How to Read a Text File in Rust, for Beginners

Kent West - kent.west@{that mail that swore to do no evil}

The current documentation out there seems to be all over the map, and never makes it especially clear, especially for beginners. Hopefully this document will address this need.

Almost the exact same document can be found here, but it does/says things slightly differently. Comparing the differences might help the beginner understand the concepts a little better.

1. You need a working Rust setup, and to be able to compile and run the simple “Hello, World!” program. So let’s start with that.

main.rs

main() {
  println!(“Hello, World!”);
} // end of main()

Pretty much a no-brainer, right?

2. You need a text file to read.

Now let’s create a text file to be read, something like:

data.txt

Kent
Mason
jugular
tiger, river-dancing tse-tse “flyboys in the air”
This.Is.The.End.Of.This.Text.File!

We could name the file anything, but we’ll call it data.txt. I'm going to put my data.txt file in the src subdirecory below my project directory, which is /home/kent/PROGRAMMING/Rust/file_experiment/.

There are basically three ways a file can be read:

all at once, into one big text string
a line at a time
a character (or chunk) at a time

Side Note: Be wary of that term “character”; in American English one letter of the alphabet (or one numeral, or one punctuation mark, etc) corresponds to one character, but in other languages, there might be more than one character per “letter”/symbol. For our purposes, using an ASCII text file like above, we are safe to think of one character as one byte of data as one symbol on the keyboard (or in an ASCII chart). But ideally, you should get familiar with UTF-8 (of which ASCII is now a sub-set), and think in those terms, rather than thinking in terms of ASCII characters.

Also, you might be in the habit of thinking of a “string” as a connected series of “char”s, as in the string “Rover is a good dog” is a connected series of “R” + “o” + “v” + e” and etc. Be aware that in Rust, a “String” type is not simply an array, a connected series, of “char” types.

But both of these points are for a later time, and for today, you can think of ASCII text as chars and as symbols on your keyboard plus a few others you have to look up in an ASCII chart to use (like box-drawing chars and upside-down question-marks, etc), and a string as a connected series of chars.)

We’re only going to look at the first of these three methods, because if you understand it, there’s a good change that the existing online documentation should be understandable enough for you to follow for the second and third methods.
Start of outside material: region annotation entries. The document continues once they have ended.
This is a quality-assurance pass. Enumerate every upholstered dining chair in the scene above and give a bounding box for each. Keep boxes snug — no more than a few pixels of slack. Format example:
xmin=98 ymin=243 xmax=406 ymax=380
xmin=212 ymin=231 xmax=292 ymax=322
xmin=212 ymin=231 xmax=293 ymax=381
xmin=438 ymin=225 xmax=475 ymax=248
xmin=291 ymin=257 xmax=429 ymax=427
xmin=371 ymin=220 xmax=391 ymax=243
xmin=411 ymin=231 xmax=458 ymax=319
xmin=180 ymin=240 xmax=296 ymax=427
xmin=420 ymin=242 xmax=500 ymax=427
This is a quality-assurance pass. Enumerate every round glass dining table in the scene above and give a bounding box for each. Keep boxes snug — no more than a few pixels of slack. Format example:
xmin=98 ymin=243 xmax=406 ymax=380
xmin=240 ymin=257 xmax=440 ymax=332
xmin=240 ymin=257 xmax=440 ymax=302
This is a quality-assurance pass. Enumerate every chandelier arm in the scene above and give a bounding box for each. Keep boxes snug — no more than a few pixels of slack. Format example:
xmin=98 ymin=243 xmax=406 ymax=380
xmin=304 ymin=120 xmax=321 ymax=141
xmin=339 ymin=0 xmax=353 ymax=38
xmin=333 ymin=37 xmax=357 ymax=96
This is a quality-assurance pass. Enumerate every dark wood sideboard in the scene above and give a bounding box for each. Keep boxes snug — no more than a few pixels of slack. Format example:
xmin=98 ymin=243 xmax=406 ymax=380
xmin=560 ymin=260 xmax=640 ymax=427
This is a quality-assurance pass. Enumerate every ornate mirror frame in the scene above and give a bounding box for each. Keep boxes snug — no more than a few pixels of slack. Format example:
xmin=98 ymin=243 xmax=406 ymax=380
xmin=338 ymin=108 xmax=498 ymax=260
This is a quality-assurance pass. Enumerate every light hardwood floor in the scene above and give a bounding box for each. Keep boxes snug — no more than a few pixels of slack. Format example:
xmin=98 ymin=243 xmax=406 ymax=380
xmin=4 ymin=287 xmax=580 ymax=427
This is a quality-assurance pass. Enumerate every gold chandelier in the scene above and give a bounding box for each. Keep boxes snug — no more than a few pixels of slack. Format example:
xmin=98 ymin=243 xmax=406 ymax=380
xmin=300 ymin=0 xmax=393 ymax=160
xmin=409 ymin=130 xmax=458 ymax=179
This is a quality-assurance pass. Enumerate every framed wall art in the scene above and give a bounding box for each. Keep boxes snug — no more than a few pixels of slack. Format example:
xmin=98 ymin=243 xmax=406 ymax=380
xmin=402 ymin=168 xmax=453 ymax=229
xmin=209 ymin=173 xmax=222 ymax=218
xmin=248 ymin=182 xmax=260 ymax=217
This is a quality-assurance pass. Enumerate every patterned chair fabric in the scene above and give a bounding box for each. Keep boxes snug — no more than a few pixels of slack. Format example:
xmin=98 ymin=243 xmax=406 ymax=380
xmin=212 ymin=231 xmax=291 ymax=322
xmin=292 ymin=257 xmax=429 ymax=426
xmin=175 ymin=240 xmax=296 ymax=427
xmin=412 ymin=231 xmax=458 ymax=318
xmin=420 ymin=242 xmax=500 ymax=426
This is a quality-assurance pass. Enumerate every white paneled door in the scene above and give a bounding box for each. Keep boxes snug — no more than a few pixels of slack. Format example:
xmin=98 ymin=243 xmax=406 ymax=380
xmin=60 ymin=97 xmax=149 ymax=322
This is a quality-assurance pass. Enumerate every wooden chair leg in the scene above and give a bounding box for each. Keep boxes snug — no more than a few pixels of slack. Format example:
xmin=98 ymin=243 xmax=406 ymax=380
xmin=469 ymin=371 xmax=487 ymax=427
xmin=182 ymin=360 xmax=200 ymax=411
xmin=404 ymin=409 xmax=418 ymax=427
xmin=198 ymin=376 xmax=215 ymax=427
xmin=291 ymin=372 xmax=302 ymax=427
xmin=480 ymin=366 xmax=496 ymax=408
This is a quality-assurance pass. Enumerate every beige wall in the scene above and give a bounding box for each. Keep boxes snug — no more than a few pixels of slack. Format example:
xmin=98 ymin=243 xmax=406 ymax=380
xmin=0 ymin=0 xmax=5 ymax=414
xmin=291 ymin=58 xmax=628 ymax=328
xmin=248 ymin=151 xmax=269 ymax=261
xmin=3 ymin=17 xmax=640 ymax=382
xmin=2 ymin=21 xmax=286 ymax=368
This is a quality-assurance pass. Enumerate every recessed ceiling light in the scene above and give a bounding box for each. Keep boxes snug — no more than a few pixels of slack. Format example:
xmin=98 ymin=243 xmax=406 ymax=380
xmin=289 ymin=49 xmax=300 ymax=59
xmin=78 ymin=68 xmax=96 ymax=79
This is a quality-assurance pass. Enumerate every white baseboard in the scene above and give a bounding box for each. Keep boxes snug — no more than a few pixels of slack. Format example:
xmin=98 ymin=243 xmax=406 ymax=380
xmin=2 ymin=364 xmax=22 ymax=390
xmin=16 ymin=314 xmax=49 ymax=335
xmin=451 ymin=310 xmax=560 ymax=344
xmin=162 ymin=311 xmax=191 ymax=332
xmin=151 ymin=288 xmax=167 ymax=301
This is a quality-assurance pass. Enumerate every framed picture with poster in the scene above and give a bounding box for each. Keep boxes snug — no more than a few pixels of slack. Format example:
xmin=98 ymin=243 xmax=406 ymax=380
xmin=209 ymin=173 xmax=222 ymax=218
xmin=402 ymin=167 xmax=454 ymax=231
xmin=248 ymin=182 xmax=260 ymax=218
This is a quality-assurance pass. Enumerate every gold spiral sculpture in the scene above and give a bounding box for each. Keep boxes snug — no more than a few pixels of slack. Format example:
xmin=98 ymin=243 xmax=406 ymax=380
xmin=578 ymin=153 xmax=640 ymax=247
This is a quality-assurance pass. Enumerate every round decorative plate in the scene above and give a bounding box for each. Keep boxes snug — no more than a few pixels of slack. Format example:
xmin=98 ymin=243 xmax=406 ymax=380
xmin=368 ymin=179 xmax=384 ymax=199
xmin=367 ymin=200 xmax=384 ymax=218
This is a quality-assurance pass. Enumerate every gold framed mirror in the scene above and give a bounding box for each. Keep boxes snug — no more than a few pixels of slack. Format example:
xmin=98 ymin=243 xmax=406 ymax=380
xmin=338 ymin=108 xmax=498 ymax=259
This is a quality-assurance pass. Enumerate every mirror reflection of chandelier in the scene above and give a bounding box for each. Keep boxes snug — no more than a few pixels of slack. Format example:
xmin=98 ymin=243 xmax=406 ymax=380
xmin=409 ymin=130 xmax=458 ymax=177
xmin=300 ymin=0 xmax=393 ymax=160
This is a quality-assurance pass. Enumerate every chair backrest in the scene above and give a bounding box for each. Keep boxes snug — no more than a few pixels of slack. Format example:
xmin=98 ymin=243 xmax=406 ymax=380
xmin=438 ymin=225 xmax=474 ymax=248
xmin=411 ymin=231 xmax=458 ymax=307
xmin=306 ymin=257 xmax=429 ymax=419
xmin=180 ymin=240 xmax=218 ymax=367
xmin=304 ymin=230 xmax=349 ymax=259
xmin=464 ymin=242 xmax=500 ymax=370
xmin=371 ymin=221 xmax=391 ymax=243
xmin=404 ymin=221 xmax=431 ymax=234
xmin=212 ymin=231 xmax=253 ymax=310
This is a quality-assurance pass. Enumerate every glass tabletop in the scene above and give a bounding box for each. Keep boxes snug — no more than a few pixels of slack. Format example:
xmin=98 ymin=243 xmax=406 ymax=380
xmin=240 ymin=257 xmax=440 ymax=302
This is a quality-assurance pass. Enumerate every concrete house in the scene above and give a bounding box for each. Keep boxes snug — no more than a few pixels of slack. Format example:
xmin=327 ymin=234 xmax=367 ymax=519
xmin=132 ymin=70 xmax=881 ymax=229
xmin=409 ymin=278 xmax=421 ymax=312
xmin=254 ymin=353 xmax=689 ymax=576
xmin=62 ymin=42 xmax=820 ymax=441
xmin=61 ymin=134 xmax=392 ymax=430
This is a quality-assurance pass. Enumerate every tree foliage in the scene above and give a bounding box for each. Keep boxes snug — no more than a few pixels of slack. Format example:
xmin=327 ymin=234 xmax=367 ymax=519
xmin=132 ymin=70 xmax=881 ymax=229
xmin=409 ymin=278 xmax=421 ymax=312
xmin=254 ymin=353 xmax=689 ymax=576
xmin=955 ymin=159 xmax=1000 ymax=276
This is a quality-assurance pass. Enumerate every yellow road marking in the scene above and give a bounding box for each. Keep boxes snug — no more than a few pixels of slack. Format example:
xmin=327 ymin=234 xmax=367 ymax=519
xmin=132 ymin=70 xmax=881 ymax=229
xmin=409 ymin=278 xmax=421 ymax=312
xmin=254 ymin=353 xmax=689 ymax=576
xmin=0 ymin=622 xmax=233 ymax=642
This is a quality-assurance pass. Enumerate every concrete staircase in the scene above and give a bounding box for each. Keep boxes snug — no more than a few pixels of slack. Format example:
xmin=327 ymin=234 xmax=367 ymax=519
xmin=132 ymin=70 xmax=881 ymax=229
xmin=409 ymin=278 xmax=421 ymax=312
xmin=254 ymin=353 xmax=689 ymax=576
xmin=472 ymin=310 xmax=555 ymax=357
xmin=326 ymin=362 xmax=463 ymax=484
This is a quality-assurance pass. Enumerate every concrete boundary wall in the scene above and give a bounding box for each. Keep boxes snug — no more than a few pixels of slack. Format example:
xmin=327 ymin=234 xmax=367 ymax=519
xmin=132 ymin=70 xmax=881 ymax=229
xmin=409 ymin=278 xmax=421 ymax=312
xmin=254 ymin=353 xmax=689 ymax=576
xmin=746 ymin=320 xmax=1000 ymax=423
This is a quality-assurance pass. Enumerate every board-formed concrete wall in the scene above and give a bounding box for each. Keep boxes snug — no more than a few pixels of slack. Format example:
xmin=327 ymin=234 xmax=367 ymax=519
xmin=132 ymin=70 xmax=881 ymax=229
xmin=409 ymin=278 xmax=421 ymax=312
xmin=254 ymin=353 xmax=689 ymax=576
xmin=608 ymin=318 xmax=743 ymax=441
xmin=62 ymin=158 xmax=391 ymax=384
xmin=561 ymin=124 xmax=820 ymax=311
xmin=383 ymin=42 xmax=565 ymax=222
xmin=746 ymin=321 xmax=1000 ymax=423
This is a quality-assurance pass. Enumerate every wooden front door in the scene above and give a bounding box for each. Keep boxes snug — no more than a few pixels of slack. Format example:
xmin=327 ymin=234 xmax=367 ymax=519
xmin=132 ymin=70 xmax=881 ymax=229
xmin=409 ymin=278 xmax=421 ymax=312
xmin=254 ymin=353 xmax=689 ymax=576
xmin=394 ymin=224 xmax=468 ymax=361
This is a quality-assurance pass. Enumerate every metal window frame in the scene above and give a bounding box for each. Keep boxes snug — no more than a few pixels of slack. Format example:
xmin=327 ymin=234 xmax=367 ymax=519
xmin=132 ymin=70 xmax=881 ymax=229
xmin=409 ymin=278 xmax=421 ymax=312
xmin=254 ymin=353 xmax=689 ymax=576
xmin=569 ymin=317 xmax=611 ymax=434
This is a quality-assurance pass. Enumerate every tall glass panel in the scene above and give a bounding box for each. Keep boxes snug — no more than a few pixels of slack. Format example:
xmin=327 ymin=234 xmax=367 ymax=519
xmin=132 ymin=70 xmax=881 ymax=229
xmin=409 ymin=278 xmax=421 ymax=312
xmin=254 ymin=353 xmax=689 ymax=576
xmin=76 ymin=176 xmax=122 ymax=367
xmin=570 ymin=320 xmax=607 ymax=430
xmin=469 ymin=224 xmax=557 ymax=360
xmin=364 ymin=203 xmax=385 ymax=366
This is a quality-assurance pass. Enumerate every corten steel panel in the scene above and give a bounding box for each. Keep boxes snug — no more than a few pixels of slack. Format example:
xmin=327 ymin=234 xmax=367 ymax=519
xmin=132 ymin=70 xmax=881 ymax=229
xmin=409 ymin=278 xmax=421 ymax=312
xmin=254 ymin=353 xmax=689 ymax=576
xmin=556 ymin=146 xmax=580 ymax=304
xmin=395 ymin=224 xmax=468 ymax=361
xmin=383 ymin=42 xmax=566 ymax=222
3) And then we'll read the file as one big text string.

This is probably the easiest way to read a text file. Your program simply opens the text file and gulps the entire file in one big bite into a string. Below is the basic idea (adding the highlighted lines), although trying to compile it as it is currently written will result in an error – go ahead, try it. We no longer need the “Hello, World!”, any more, so let’s get rid of it (the ~~strikeout~~ line) to clean up our code.

main.rs

/*
Learning to Read a Text File
by Kent West
*/

main() {
 println!(“Hello, World!”);
  let file_contents = read_to_string(“src/data.txt”);
  println!(“{}”, file_contents);
} // end of main()

As you can see, we don’t have an “open file” or “close file” statement as is true in many other programming languages; we’re just grabbing (or trying to grab) the file contents in one big gulp, and then to print them to the terminal window.

But the compiler complains that “read_to_string” is “not found in this scope”. In other words, the compiler needs some “path” information to follow the trail to finding the command “read_to_string”. We can do this in a couple of different ways.

We can add the path directly in the command:


let file_contents = std::fs::read_to_string(“src/data.txt”);

or we can put the path information in a use statement at the beginning of the program file:

main.rs

/*
Learning to Read a Text File
by Kent West
*/
  
use std::fs::*;
  
main() {
  let file_contents = read_to_string(“src/data.txt”);
  println!(“{}”, file_contents);
} // end of main()

The program still doesn’t run, though, giving you this error:

|  println!("{}", file_contents);  |  
                 ^^^^^^^^^^^^^ `std::result::Result<String,
std::io::Error>` cannot be formatted with the default formatter

That simply means that the file is formatted (by the “read_to_string” command) in such a way that the “println!” command (“macro”, actually, as indicated by the bang (“!”)) doesn’t know how to format it for printing.

We can tell the “println!” macro to use a special “debug” format to sort out how to print it. You don’t really need to know exactly what this is doing; it’s just telling the println! macro to “just guess; do the best you can with it”. We do this by adding a “:?” to the “{}” in the println! statement.

println!(“{:?}”, file_contents);

The program should now compile and run, and give you some output that looks like this:

Ok("Kent\nMason\njugular\ntiger, river-dancing tse-tse “flyboys in the air”\nThis.Is.The.End.Of.This.Text.File!\n")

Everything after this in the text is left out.